Ingredients
Equipment
Method
- Pull two shots of espresso directly into a measuring cup or small glass, or mix 1 tablespoon instant espresso powder with 2 tablespoons of hot water and stir until completely dissolved. The espresso needs to be fresh and hot so it properly dissolves the chocolate and blends with the other ingredients.
- Pour 2 tablespoons of chocolate syrup into your serving glass, or mix 1 tablespoon cocoa powder, 1 tablespoon sugar, and 1 tablespoon hot water together in a small bowl to create a smooth paste.
- Pour the hot espresso directly over the chocolate syrup or cocoa paste and stir vigorously for about 20 seconds until the chocolate dissolves completely and the mixture is smooth.
- Add a tiny pinch of sea salt to the chocolate-espresso mixture and stir once more.
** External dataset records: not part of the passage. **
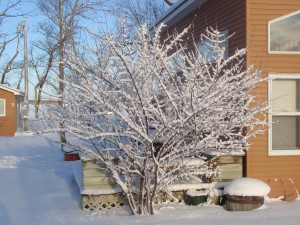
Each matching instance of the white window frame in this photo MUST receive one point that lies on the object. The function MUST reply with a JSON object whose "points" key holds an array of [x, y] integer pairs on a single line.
{"points": [[269, 34], [4, 104], [285, 152], [208, 55]]}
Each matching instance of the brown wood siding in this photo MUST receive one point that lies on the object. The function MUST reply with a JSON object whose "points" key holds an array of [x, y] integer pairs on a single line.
{"points": [[223, 14], [282, 173], [8, 124]]}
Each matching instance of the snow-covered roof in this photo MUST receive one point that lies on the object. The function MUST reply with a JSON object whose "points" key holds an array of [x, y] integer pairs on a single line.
{"points": [[12, 90], [178, 11]]}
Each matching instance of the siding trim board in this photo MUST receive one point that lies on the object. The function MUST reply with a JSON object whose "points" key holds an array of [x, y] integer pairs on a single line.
{"points": [[294, 43], [2, 104], [9, 123]]}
- Pack your serving glass with ice cubes until it's about three-quarters full.
- Carefully pour the warm chocolate-espresso mixture over the ice, pouring slowly to avoid splashing.
- Pour 6 ounces of cold milk into the glass and stir gently with a long spoon, mixing the chocolate and espresso thoroughly with the milk.
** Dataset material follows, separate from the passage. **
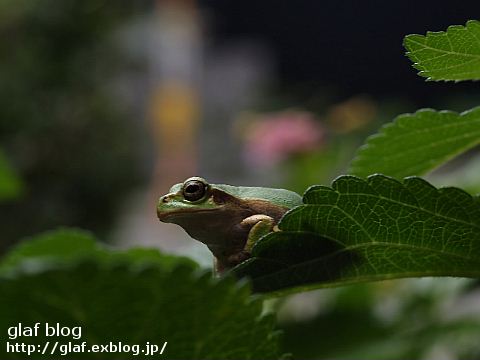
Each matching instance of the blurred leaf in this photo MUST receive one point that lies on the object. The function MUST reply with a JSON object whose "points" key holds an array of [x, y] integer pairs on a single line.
{"points": [[365, 230], [64, 246], [450, 55], [114, 299], [415, 144], [10, 184]]}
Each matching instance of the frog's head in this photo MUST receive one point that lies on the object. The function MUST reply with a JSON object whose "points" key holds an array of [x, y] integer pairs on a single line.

- Take a sip and adjust to your preference: add more milk if it's too strong, a touch more chocolate syrup if you want it sweeter, or more ice if you prefer it colder.
- If desired, crown your drink with a generous dollop of whipped cream and maybe a light dusting of cocoa powder or chocolate shavings.
Notes
Brew a batch of espresso shots in the morning and refrigerate them so you can assemble your iced mocha in literally two minutes whenever you want one throughout the day. Use freshly brewed espresso rather than day-old coffee for best flavor. Dissolve the chocolate completely before adding milk to avoid grainy texture.